Nota-se, com isso, que o modelo cognitivo de Beck é construído com uma base teórica
consistente que se alia aos resultados de práticas clínicas. Clarck, Beck e Alford (1999)
ressaltam, ainda, que “o status científico do modelo cognitivo é, então, em parte dependente
de uma clara especificação de suas premissas teóricas” (p. 55). Dessa forma, os autores
apontam que as bases teóricas do modelo cognitivo advêm de estudos da Filosofia, Psiquiatria
e Psicologia.
As influências filosóficas incluem: os estoicos, com a noção de que a visão que a pessoa
tem de si mesma e do mundo determina seu comportamento. Essa noção fundamenta, por
exemplo, o conceito de tríade cognitiva do modelo cognitivo beckniano; o filósofo Immanuel
Kant, com a ideia de que os transtornos mentais são resultantes de uma falha para adequar o
“senso privado” com o “senso comum”; as filosofias de Heidegger e Husserl, que pressupõem
a importância da experiência subjetiva consciente; a Fenomenologia Existencial, perspectiva
filosófica que melhor captura o cerne das suposições do modelo cognitivo, que enfatiza a
experiência subjetiva consciente, a noção de centralidade do self e a importância dos
A influência da psiquiatria sobre o modelo cognitivo de Beck aponta que pensamentos ou
ideias psicopatológicas podem ser responsáveis por transtornos mentais (Clark & Beck,
2010). Dos neo-freudianos, como Sullivan e Horney, destaca-se a ênfase em elementos
interpessoais e sociais como moduladores dos instintos biológicos enquanto precursores da
noção de sistema de controle enfatizado no modelo modal (Beck, 2004). Por fim, do
psicólogo Albert Ellis destaca-se a influência na concepção de que a fonte da perturbação
psicológica pode ser encontrada em construções pessoais e facultativas da realidade.
Ao longo de seu desenvolvimento, o modelo cognitivo de Beck caminha visando
desenvolver uma teoria abrangente da personalidade, a qual inclua os sistemas
comportamental, cognitivo, motivacional, emocional e fisiológico em inter-relação e em
influência recíproca entre si e com ambientes biológicos e sociais, considerando que esses
sistemas evoluíram para proporcionar adaptabilidade ao ser humano. Beck e Alford (2000)
sugeriram que esses sistemas psicológicos são determinados por estruturas idiossincráticas de
personalidade, os esquemas, que são estruturas de significado, cujas suborganizações
específicas são denominadas estilos.
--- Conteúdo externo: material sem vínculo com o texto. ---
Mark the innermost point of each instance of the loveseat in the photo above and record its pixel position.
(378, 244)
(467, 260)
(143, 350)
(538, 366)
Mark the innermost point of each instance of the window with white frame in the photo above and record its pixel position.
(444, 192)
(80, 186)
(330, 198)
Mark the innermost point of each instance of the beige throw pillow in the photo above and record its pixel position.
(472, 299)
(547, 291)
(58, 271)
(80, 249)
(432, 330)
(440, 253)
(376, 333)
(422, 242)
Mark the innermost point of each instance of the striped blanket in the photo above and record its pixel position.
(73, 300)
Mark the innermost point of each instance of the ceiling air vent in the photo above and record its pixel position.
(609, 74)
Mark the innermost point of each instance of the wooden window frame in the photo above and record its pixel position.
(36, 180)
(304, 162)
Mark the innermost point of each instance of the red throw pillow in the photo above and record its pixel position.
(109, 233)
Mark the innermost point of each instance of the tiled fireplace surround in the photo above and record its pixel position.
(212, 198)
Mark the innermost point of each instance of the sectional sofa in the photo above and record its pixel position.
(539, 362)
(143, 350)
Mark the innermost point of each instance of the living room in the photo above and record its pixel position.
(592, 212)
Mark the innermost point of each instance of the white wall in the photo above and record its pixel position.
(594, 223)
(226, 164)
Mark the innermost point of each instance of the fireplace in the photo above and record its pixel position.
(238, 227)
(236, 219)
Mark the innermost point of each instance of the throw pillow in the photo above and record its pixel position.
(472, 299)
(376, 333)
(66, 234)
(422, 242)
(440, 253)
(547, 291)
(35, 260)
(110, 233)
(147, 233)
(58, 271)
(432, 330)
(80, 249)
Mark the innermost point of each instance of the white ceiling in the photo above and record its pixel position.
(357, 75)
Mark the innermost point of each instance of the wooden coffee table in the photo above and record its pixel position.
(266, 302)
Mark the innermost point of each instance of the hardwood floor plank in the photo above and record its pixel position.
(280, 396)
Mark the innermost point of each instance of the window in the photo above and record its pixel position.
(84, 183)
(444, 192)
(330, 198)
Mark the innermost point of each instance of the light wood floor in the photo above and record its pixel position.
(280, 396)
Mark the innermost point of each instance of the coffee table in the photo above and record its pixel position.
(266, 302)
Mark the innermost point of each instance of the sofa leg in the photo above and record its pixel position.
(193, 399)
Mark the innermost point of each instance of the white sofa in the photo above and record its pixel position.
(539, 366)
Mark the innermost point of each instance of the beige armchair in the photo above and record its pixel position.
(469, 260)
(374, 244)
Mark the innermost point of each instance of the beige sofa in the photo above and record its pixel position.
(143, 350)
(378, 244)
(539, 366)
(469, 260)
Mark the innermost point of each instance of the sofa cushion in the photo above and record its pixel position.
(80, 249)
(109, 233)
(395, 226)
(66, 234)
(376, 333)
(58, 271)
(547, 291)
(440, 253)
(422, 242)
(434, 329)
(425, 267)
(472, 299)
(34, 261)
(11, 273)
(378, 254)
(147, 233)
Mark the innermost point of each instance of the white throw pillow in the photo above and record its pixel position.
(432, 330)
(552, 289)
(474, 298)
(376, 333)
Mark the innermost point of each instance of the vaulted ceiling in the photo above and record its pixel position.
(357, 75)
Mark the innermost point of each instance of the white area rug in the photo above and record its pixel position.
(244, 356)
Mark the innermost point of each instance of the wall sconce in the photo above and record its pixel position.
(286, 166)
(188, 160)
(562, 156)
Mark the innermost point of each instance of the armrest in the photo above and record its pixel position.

Os estilos de personalidade podem operar de maneira
mal adaptada, configurando-se como transtornos psicológicos, mesmo que tenham sido úteis à
adaptação e sobrevivência da espécie humana em contextos mais primitivos. Esses estilos são
programados para ativar estratégias básicas de sobrevivência como defesa, ataque, procriação,
etc. “A ativação de um estilo (p. ex., raiva, ataque) através de diferentes sistemas psicológicos
(emoção, motivação) é determinada pelo processamento esquemático idiossincrático derivado
da programação genética de um indivíduo e suas crenças culturais/sociais internalizadas”
(Beck & Alford, 2000, p. 34).
De forma geral, Beck e Alford (2000) afirmam que a descrição de fenômenos psicológicos
requer demarcação de suas fronteiras e identificação de suas características conceituais.